Autarcas de Gondomar aplaudem decisão do tribunal de aprofundar análise às águas

por Lusa

Os autarcas de Gondomar e de São Pedro da Cova, freguesia onde foram depositados resíduos industriais, aplaudiram hoje a decisão do tribunal que ordenou a realização de análises às águas, num raio de 1,5 quilómetros em torno do depósito.

"Há muitos anos que a junta pede esta perícia alargada. Temos receios e dúvidas quanto à contaminação dos lençóis freáticos em São Pedro da Cova. Tememos pela saúde da população. Consideramos que as perícias e análises à perigosidade dos resíduos nunca foram feitas de forma profunda para se perceber se há contaminação ou para, em contraponto, esta deixar de ser uma preocupação", disse à agência Lusa o presidente da União de Freguesias Fânzeres/São Pedro da Cova, Pedro Vieira, eleito pela CDU.

Já o presidente da câmara, o socialista, Marco Martins, também em declarações à Lusa, disse "não ver mal nenhum" nesta decisão, pois, disse, "ajuda a população a tranquilizar-se e o processo fica cada vez mais transparente".
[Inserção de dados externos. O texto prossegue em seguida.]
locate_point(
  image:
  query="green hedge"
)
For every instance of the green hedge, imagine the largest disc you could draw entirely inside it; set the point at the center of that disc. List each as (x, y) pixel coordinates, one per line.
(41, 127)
"Temos estado muito atentos a esta matéria e já desde 2014, em conjunto com a APA [Agência Portuguesa do Ambiente], acompanhamos análises no local que foram feitas através de piezómetros, numa profundidade de cerca de 200 metros. Felizmente todos esses resultados têm sido bons e não têm gerado preocupações, mas não vemos mal nenhum [na nova análise determinada pelo tribunal] que ajudará a população e as autoridades a sentirem-se mais seguras", referiu Marco Martins.

O Tribunal de São João Novo, no Porto, determinou a realização de análises às águas de São Pedro da Cova, Gondomar, estudo que inclui um raio de 1,5 quilómetros em torno do local onde foram depositados resíduos perigosos.

De acordo com um despacho datado de sexta-feira e ao qual a Lusa teve hoje acesso, o tribunal vai ao encontro das solicitações do Ministério Público (MP) e da junta de freguesia local que têm vindo a exigir uma nova perícia aos terrenos de forma a apurar se o depósito de resíduos industriais, numa situação que remonta a 2001/2002, pode provocar "dano na saúde e na vida das pessoas".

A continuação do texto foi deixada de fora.